Il sindaco di Pescara replica agli ambientalisti insieme ai responsabili degli enti che hanno partecipato alla conferenza di servizi: «Le associazioni invitate ma non si sono presentate, il progetto rispetta tutte le leggi»
PESCARA – Nessun dietrofront sull’area di risulta, si va avanti con il progetto di bonifica e messa in sicurezza che ha ricevuto il via libera dalla conferenza di servizi. Tutto fatto rispettando leggi e norme, ribadisce categorico il sindaco Carlo Masci: «Sgomberiamo il campo da interpretazioni personali e di parte che possano generare preoccupazioni per pericoli che non esistono».
Le interpretazioni fuorvianti, secondo Masci, sono quelle di alcune associazioni ambientaliste che hanno parlato di bocciatura del progetto da parte di Asl e Arpa. Per questo il primo cittadino riunisce nell’ufficio del sindaco, con la stampa, i responsabili degli enti «che per legge sono chiamati a decidere». E convoca la stampa insieme ai responsabili dei settori comunali Lavori pubblici e Politiche ambientali, Giuliano Rossi ed Emilia Fino, il direttore dell’area tecnica di Arpa Francesco Chiavaroli, Italo Porfilio della Asl, Giulio Onorati della Polizia provinciale,
«Oltre ad aver rispettato tutte le norme», sottolinea Masci, «abbiamo anche invitato alla conferenza dei servizi le associazioni, che però non si sono presentate». La conferenza dei servizi quindi ha detto sì alla rimozione degli strati di rifiuti spessi fino a 1,5 metri, che saranno poi smaltiti, in buona parte dell’area dove sorgerà il parco.

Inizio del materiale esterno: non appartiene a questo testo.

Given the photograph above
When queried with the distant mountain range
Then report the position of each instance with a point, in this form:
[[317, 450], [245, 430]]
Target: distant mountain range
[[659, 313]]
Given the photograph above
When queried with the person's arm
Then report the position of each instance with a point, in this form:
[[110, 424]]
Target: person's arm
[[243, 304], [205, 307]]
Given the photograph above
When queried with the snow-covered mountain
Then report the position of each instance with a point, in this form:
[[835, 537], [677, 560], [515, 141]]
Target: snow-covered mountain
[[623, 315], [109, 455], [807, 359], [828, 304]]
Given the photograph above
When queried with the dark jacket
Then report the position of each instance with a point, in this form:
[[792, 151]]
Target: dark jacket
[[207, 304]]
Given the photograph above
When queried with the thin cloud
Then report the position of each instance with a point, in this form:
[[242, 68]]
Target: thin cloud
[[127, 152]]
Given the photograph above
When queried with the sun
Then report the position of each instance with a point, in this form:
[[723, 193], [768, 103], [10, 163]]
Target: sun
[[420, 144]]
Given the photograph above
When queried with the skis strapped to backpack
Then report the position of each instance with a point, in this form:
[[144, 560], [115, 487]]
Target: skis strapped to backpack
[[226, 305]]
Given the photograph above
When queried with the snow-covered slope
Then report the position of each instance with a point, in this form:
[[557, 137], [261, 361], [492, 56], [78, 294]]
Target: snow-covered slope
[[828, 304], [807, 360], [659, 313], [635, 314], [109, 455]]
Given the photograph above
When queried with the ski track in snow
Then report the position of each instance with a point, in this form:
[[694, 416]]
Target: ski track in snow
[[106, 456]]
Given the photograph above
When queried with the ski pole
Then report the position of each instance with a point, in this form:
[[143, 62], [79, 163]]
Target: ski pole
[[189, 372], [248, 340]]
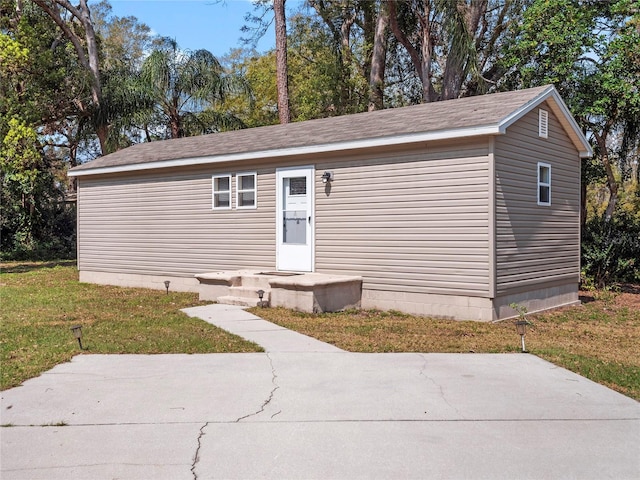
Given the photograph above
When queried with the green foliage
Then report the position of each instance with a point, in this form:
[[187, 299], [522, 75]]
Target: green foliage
[[186, 88], [12, 54], [34, 222], [611, 250]]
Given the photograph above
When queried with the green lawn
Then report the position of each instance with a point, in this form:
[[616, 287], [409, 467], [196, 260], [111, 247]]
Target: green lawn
[[598, 339], [40, 302]]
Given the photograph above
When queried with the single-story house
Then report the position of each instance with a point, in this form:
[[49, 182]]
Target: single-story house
[[454, 209]]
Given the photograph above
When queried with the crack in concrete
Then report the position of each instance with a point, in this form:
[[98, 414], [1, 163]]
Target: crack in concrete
[[438, 386], [196, 457], [274, 382]]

Nella zona centrale, dove lo strato inquinato è alto fino a 4 metri, questo sarà in parte rimosso e poi isolato con palancole, e coperto con gli stessi teli che si usano per isolare le discariche, in modo che quel materiale non possa creare problemi. Un lavoro da circa 4,5 milioni, che dovrebbe essere appaltato in autunno e terminare entro sei mesi. Al termine di questi interventi, sarà effettuata una analisi di rischio sulla situazione ambientale aggiornata. Nel frattempo, alla polizia provinciale spetterà il compito di individuare il responsabile dell’inquinamento.